Ele ainda classifica como "equívoco" causado "talvez" por "falta de experiência" a doação feita por um estilista de 400 vestidos à ex-primeira-dama Lu Alckmin.
A respeito das denúncias de corrupção no governo Lula e do episódio envolvendo Palocci, o tucano vê uma "enorme frouxidão ética" e declara que as urnas farão o "julgamento".

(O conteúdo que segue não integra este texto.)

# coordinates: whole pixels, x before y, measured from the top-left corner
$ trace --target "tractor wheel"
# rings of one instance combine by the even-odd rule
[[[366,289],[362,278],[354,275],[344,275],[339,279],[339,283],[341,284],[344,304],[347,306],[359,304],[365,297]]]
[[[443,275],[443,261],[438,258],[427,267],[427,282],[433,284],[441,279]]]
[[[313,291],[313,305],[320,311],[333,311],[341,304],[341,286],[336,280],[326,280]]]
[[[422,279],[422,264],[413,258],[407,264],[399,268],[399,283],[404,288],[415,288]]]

"Se formos verificar o todo, veremos uma enorme frouxidão ética, uma inoperância na gestão e um crescimento econômico aquém do que o Brasil deveria ter. O conjunto é muito ruim. A violação prejudica, mas o conjunto, mais ainda. Lula não tem mais o sonho, muito menos um governo aprovado. A reeleição implica primeiro um grande governo, e o dele é ruim", avalia Alckmin.
O ex-governador classifica como um "erro formal" o episódio envolvendo a Nossa Caixa com a intenção de diferenciar as acusações envolvendo o governo federal e seu próprio:
"Houve um erro, ele foi apurado, a própria Nossa Caixa percebeu o erro meramente formal. Todo contrato de publicidade já prevê sua prorrogação, é rotina isso. Quando o banco percebeu, ele mesmo rompeu o contrato, comunicou o Tribunal de Contas, o Ministério Público, abriu a sindicância, concluiu a sindicância, demitiu o responsável e encaminhou os processos", disse.
Aliança com o PMDB
Perguntado sobre a possibilidade de o PSDB se aliar ao PMDB nas eleições de outubro, formando uma "trinca" com o PFL, Geraldo Alckmin disse que uma aliança com três grandes partidos seria algo "muito bom".

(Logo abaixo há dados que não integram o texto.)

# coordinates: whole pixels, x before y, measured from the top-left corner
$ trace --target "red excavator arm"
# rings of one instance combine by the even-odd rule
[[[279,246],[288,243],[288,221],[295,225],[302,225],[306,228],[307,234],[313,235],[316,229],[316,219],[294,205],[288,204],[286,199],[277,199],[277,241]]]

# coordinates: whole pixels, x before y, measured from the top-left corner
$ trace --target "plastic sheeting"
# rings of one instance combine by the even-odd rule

Lembrando que o PMDB - assediado pelo presidente Lula para compor coligação no pleito deste ano - decidiu concorrer com candidato próprio (Anthony Garotinho), Alckmin afirmou que irá "esperar" por uma definição - a ala governista e outros setores do PMDB se declaram contra a candidatura própria, sobretudo por conta da verticalização, que obriga as siglas a repetirem nos Estados a aliança firmada em nível nacional.